The first half of 2015 brought us the launch of a whole bunch of new over-the-top streaming TV services, including HBO Now and Dish’s Sling. Now, at the midpoint of the year, all of those earnings reports and investor calls are rolling in and we can start to find out just how popular those services are. Or we could… if executives would talk. Instead, they hem and haw and hedge and make only two things clear. One: cord-cutters are real. And two: when it comes to streaming, Netflix is still the biggest elephant in the room.
Time Warner and Dish, respectively the parent companies of HBO/HBO Now and Sling, both held their earnings calls today. And though analysts and media both asked, neither would give up the goods on actual subscriber numbers for their digital offerings.
Time Warner CEO Richard Plepler, in their call, said that fewer than 1% of HBO Now subscribers had abandoned their regular pay-TV accounts when they signed up for the new service. That means that HBO Now is capturing more of the “cord-nevers” than the cord-cutters, which is good news for cable and content companies alike. “We see this as additive for our partners,” Plepler said. “There’s gold in the hills for them too.”

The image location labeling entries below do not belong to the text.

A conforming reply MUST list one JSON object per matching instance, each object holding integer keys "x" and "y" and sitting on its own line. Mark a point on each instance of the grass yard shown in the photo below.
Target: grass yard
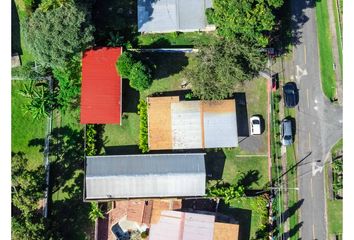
{"x": 326, "y": 56}
{"x": 250, "y": 212}
{"x": 335, "y": 216}
{"x": 24, "y": 128}
{"x": 256, "y": 168}
{"x": 175, "y": 39}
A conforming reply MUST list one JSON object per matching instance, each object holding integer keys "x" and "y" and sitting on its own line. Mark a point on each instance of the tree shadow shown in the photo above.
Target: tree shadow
{"x": 130, "y": 98}
{"x": 66, "y": 151}
{"x": 165, "y": 64}
{"x": 241, "y": 114}
{"x": 242, "y": 216}
{"x": 15, "y": 30}
{"x": 291, "y": 210}
{"x": 249, "y": 178}
{"x": 122, "y": 150}
{"x": 290, "y": 19}
{"x": 214, "y": 163}
{"x": 292, "y": 232}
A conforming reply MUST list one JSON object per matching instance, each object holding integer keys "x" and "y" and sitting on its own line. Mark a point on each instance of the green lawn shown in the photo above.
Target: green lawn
{"x": 326, "y": 56}
{"x": 24, "y": 128}
{"x": 250, "y": 212}
{"x": 338, "y": 32}
{"x": 174, "y": 39}
{"x": 335, "y": 216}
{"x": 235, "y": 165}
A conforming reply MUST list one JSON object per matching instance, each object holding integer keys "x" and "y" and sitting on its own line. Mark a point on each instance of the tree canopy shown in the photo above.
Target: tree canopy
{"x": 220, "y": 66}
{"x": 56, "y": 35}
{"x": 249, "y": 20}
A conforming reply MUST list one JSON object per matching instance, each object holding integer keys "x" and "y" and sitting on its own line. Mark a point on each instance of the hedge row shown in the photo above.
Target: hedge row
{"x": 143, "y": 133}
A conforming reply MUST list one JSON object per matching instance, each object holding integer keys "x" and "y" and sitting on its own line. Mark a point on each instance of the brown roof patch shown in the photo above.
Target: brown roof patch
{"x": 220, "y": 106}
{"x": 225, "y": 231}
{"x": 159, "y": 121}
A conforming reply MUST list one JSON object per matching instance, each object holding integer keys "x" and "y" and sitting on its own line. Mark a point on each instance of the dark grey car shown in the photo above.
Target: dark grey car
{"x": 286, "y": 132}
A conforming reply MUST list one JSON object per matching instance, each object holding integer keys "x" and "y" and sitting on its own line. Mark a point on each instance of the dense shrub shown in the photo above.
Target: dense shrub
{"x": 209, "y": 12}
{"x": 143, "y": 133}
{"x": 125, "y": 64}
{"x": 140, "y": 77}
{"x": 56, "y": 35}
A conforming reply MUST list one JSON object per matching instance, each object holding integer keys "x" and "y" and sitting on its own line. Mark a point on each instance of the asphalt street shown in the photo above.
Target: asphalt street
{"x": 318, "y": 124}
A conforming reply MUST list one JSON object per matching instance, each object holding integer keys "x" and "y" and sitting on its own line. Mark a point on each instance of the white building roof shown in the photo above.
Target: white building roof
{"x": 145, "y": 176}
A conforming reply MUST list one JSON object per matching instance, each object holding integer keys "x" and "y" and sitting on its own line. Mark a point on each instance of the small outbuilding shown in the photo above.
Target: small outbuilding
{"x": 101, "y": 89}
{"x": 175, "y": 124}
{"x": 172, "y": 15}
{"x": 144, "y": 176}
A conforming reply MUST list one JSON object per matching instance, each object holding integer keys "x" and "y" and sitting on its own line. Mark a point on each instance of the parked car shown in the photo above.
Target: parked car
{"x": 286, "y": 132}
{"x": 291, "y": 94}
{"x": 255, "y": 125}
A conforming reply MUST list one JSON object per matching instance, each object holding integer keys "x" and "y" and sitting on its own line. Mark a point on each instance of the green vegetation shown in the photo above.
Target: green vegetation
{"x": 335, "y": 216}
{"x": 325, "y": 47}
{"x": 251, "y": 214}
{"x": 339, "y": 30}
{"x": 220, "y": 66}
{"x": 27, "y": 189}
{"x": 55, "y": 36}
{"x": 245, "y": 20}
{"x": 143, "y": 129}
{"x": 125, "y": 63}
{"x": 177, "y": 39}
{"x": 140, "y": 77}
{"x": 256, "y": 166}
{"x": 24, "y": 128}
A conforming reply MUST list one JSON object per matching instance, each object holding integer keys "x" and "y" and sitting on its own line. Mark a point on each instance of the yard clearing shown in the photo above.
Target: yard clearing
{"x": 24, "y": 128}
{"x": 325, "y": 50}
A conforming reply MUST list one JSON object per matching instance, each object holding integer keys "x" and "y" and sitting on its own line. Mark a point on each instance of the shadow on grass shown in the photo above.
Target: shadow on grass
{"x": 130, "y": 98}
{"x": 291, "y": 210}
{"x": 242, "y": 216}
{"x": 165, "y": 64}
{"x": 214, "y": 164}
{"x": 241, "y": 114}
{"x": 290, "y": 20}
{"x": 122, "y": 150}
{"x": 15, "y": 30}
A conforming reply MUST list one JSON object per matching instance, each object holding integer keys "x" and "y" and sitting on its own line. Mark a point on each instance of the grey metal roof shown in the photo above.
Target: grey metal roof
{"x": 172, "y": 15}
{"x": 186, "y": 125}
{"x": 145, "y": 176}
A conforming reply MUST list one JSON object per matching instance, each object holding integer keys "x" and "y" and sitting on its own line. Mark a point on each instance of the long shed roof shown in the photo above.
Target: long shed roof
{"x": 172, "y": 15}
{"x": 145, "y": 176}
{"x": 101, "y": 90}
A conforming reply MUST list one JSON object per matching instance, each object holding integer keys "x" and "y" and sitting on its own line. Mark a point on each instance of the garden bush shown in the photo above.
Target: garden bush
{"x": 140, "y": 77}
{"x": 125, "y": 64}
{"x": 143, "y": 133}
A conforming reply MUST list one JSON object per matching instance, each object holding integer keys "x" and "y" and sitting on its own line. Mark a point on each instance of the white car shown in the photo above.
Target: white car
{"x": 255, "y": 125}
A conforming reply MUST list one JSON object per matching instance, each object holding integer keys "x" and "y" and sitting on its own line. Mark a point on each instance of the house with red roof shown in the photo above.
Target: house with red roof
{"x": 101, "y": 89}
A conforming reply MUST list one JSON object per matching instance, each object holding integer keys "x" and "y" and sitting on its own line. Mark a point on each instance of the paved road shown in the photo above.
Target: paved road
{"x": 319, "y": 125}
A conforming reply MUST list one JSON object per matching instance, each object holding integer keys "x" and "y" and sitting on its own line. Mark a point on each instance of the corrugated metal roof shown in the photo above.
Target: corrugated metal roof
{"x": 145, "y": 176}
{"x": 193, "y": 124}
{"x": 172, "y": 15}
{"x": 101, "y": 88}
{"x": 186, "y": 125}
{"x": 175, "y": 225}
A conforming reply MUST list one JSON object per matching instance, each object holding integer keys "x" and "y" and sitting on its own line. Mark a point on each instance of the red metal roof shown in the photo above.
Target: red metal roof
{"x": 101, "y": 89}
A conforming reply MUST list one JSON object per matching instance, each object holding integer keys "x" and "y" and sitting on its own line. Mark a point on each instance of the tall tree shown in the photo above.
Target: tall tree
{"x": 57, "y": 34}
{"x": 220, "y": 66}
{"x": 249, "y": 20}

Turner Broadcasting CEO John Martin also spoke. (Turner, a Time Warner Company, is the parent of CNN, Cartoon Network, TBS, TNT, and other cable networks.) Martin admitted that there have been declines in U.S. subscribers, but that they have been “modest” and aren’t speeding up. He also didn’t express concern about the rise of the pared-down “skinny bundle” pay-TV providers have begun to offer, saying that Turner has “the types of networks that we think will be overly-represented in those type of bundles.”
They already have proof of that from their networks’ presence in an over-the-top skinny bundle: Sling.

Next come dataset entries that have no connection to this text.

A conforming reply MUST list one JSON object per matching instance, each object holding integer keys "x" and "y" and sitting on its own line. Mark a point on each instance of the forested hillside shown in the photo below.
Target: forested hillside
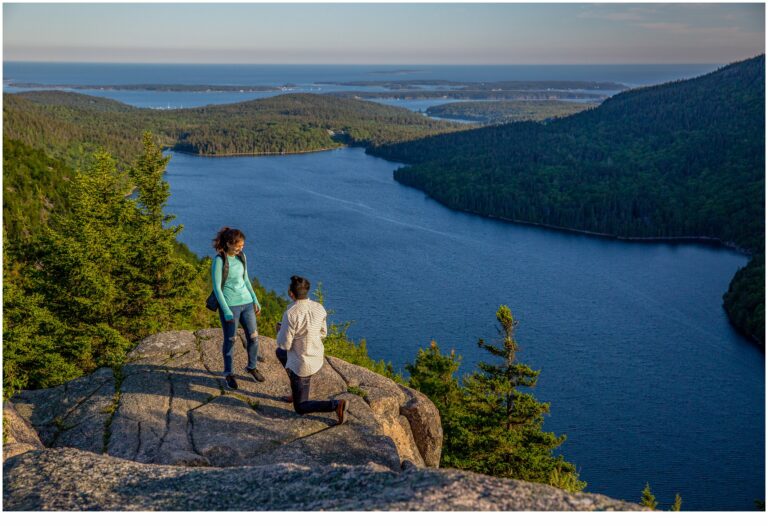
{"x": 71, "y": 126}
{"x": 683, "y": 159}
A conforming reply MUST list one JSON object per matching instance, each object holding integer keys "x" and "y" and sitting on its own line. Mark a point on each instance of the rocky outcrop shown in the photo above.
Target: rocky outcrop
{"x": 163, "y": 434}
{"x": 69, "y": 479}
{"x": 168, "y": 406}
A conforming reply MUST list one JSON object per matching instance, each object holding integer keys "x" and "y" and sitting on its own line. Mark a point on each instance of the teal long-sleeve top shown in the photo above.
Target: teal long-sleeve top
{"x": 237, "y": 290}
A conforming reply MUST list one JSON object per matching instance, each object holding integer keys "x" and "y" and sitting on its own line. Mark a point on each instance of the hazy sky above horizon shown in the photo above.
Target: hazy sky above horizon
{"x": 384, "y": 33}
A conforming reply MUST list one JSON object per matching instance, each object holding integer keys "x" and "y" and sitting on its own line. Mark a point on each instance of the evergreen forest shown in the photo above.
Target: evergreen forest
{"x": 679, "y": 160}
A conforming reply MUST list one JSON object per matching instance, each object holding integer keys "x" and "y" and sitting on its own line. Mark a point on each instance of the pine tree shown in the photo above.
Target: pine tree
{"x": 648, "y": 499}
{"x": 505, "y": 424}
{"x": 80, "y": 258}
{"x": 166, "y": 288}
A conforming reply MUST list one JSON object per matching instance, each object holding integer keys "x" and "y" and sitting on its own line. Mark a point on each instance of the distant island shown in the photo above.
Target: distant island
{"x": 154, "y": 87}
{"x": 498, "y": 112}
{"x": 682, "y": 160}
{"x": 395, "y": 72}
{"x": 503, "y": 85}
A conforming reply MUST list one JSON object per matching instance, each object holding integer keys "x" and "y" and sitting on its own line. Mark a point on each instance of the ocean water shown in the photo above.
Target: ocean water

Over on that call, multiple analysts tried to get Dish to, well, dish on their Sling subscriber numbers — but CEO Charlie Ergen wouldn’t budge. Analysts have done a bit of algebra and sussed out that Sling probably has between 250,000 and 300,000 subscribers. While Ergen said that one analyst’s math could “get pretty close” if he tweaked it, he would not confirm any numbers.
That’s because Sling isn’t separate from satellite viewing as far as Dish is concerned, but is instead just the next step in the entire future of their business. Cord-cutters, he explained, are inevitable.
“We’re fundamentally looking at the economics of how we run the business,” said Ergen, “and we’re in a mature-to-declining linear TV business as we know it. We’re at the beginning stages of the OTT business. It’s going to grow and accelerate. The businesses fundamentally appear to be economically similar. The value of a customer seems to be similar if you are smart about it.”
The linear TV business is “not in free fall,” Ergen added, but it has been declining since 2012, and OTT is clearly the wave of the future.
Ergen was speaking specifically about the literal value of a customer to investors, in terms of money in vs. money out, but he did tie to a broader point: cable and satellite may come and go, but people still really want to watch stuff. And he who has the stuff, has the power.
“The balance of power in content has moved,” Ergen said. “It used to be pretty even between content and distribution … but it’s totally, totally shifted to Netflix. Netflix is the most powerful content aggregator in the world today.”
Ergen added that Dish knows, specifically, how many of their customers are watching each of their networks, and when. “We know to the penny what content is worth to our customers,” he said, and that has shifted dramatically over time.
“Kids’ programming used to be in the top 3 or 4 things people watched,” Ergen explained. “Now our customers go to Netflix, and the kids hit ‘kids,’ and they know how they’re going to do it. And they don’t have commercials, and the parents like it better because there are no commercials. … The world has changed.”